I’ve been thinking lately about writing about people – dead or alive – but not as a biography. Merely fiction.
It’s been done before, and done well: example of Joyce Carol Oates’ Blonde or Michael Cunningham’s The Hours spring to mind (of Marilyn Munroe and Virginia Woolf respectively).
But does that make it right? Should authors be allowed to take living people and immortalise them in a way that might not be 100% historically accurate?
The Guardian thinks fiction is up for grabs, by anyone:
The question of whether authors have the “right” to write about living or real people is not one that should be answered by the caretakers of historical reputation. Fiction is a free-for-all, and as long as an author can find someone who’ll publish what they write (or these days, publish it themselves), there are no actual rules about who or what can be tackled, give or take a few libel laws.
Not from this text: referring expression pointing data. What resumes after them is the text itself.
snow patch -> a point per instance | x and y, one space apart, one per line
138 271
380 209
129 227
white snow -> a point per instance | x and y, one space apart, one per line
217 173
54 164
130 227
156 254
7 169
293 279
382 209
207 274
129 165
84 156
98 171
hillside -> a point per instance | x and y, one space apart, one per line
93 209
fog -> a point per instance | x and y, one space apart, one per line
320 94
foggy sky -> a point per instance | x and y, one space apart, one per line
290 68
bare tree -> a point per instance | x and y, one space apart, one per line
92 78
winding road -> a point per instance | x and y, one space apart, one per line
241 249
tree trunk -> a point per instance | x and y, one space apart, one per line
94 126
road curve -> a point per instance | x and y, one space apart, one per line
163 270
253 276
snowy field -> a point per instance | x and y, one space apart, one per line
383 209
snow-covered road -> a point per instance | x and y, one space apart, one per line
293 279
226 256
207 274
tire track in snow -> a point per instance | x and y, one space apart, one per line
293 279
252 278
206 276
And they raise an interesting point: the onus seems to fall on the writer about whether they do it or not, and, most importantly, how they do it.
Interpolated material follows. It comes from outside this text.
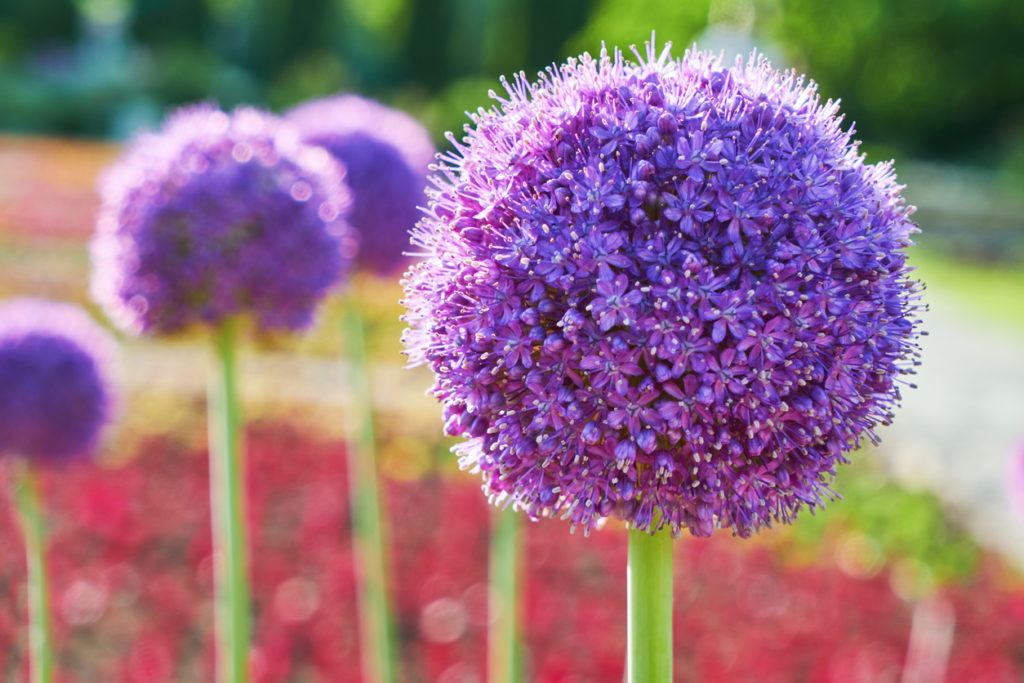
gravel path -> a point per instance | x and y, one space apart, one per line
954 433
Personally, I love The Hours. It’s one of my favourite books. And I’ve read a little of Blonde (and I own the mini series) and from what I read – just beautiful.
But my concern is that what these authors write will become the perception of that figure in the reader’s mind.
I’d be lying if I didn’t say my perceptions of Woolf weren’t based around Cunningham’s words for quite some time.
It’s a delicate situation as I do believe the writer has a responsibility to the reader in this respect.
If a writer is going to alter someone’s life so much, alter their personality and traits and events in their life so they barely resemble that person anymore, why doesn’t the writer simply make someone up? Because even though at the beginning of The Social Network it outlined that the following was ‘based on true events’, we can’t help but walk away thinking the Zuckerberg is a jerk who screwed over his best friend (which may or may not be true).
I like what Oates said in relation to her Marilyn:
I’d hoped to evoke a poetic, spiritual, ‘inner’ truth by selecting incidents, images, representative figures from the life, and had absolutely no interest in a purely biographical or historic book.
The fact that Woolf had very little confidence and strongly suspected that she was just a hysterical, spinsterish figure whose tinselly little experiments would be swept away by time. And so I thought about contrasting this day in the life of my reimagined Clarissa with this day in the life of Virginia.
It makes you wonder.
What do you think? Is there a responsibility? Should fiction writers stick to making things up or can they borrow from real people’s lives?